[Jacob’s Room by Virginia Woolf]@TWC D-Link bookJacob’s Room CHAPTER ONE 11/18
"Come along," said Betty Flanders.
The sun blazed in their faces and gilded the great blackberries trembling out from the hedge which Archer tried to strip as they passed. "Don't lag, boys.
You've got nothing to change into," said Betty, pulling them along, and looking with uneasy emotion at the earth displayed so luridly, with sudden sparks of light from greenhouses in gardens, with a sort of yellow and black mutability, against this blazing sunset, this astonishing agitation and vitality of colour, which stirred Betty Flanders and made her think of responsibility and danger. She gripped Archer's hand.

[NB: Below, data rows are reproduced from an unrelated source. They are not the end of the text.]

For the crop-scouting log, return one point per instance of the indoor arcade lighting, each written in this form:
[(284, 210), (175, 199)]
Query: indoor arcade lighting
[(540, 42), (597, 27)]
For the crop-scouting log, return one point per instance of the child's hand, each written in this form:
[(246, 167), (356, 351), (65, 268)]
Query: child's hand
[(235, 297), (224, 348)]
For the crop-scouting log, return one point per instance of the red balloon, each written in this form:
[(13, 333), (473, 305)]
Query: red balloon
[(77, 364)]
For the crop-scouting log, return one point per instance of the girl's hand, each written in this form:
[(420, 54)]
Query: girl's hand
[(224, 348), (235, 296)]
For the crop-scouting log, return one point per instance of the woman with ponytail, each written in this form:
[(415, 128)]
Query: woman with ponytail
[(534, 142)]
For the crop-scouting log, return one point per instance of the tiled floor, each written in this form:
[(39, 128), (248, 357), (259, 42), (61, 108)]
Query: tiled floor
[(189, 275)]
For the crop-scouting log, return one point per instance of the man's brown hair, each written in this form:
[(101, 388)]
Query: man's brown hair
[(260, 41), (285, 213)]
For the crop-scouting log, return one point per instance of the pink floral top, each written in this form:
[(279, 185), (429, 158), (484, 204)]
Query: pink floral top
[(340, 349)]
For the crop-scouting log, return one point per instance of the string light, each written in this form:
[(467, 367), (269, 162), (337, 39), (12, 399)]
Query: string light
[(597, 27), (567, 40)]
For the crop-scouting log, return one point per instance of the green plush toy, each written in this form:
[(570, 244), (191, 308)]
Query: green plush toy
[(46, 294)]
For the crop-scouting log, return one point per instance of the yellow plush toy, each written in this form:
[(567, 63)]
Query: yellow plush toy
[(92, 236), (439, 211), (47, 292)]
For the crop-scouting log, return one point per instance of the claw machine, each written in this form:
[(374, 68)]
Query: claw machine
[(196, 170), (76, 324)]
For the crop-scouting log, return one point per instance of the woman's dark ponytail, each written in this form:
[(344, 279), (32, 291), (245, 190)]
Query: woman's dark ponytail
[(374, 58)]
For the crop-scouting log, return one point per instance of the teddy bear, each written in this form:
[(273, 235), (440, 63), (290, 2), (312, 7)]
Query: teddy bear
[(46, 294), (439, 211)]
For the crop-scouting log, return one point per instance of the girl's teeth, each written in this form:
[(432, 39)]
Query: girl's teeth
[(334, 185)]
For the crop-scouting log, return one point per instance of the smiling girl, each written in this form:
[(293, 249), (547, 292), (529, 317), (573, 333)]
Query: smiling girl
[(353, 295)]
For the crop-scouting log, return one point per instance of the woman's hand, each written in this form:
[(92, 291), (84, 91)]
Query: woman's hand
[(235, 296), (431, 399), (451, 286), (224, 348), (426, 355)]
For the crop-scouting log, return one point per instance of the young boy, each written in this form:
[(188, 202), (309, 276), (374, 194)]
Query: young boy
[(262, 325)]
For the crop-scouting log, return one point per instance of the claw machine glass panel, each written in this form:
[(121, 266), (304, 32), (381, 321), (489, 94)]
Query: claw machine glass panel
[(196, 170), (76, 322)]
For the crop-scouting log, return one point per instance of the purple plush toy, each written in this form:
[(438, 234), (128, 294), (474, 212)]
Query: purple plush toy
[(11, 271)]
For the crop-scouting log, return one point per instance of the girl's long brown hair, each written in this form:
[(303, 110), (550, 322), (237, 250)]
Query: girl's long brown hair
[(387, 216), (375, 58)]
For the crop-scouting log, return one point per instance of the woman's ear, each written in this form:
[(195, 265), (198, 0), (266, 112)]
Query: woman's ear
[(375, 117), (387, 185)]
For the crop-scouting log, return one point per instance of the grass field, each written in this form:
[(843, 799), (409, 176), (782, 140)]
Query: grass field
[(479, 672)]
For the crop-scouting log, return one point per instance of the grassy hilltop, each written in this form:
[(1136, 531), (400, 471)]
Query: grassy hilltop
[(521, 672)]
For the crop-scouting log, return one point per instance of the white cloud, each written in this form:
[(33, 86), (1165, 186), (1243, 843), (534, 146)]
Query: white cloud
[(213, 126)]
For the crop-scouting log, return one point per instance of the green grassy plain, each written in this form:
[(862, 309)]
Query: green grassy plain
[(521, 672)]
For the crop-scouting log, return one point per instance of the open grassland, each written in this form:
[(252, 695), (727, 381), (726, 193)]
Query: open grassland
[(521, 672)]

On she plodded up the hill. "What did I ask you to remember ?" she said. "I don't know," said Archer. "Well, I don't know either," said Betty, humorously and simply, and who shall deny that this blankness of mind, when combined with profusion, mother wit, old wives' tales, haphazard ways, moments of astonishing daring, humour, and sentimentality--who shall deny that in these respects every woman is nicer than any man? Well, Betty Flanders, to begin with. She had her hand upon the garden gate. "The meat!" she exclaimed, striking the latch down. She had forgotten the meat. There was Rebecca at the window. The bareness of Mrs.Pearce's front room was fully displayed at ten o'clock at night when a powerful oil lamp stood on the middle of the table.
The harsh light fell on the garden; cut straight across the lawn; lit up a child's bucket and a purple aster and reached the hedge.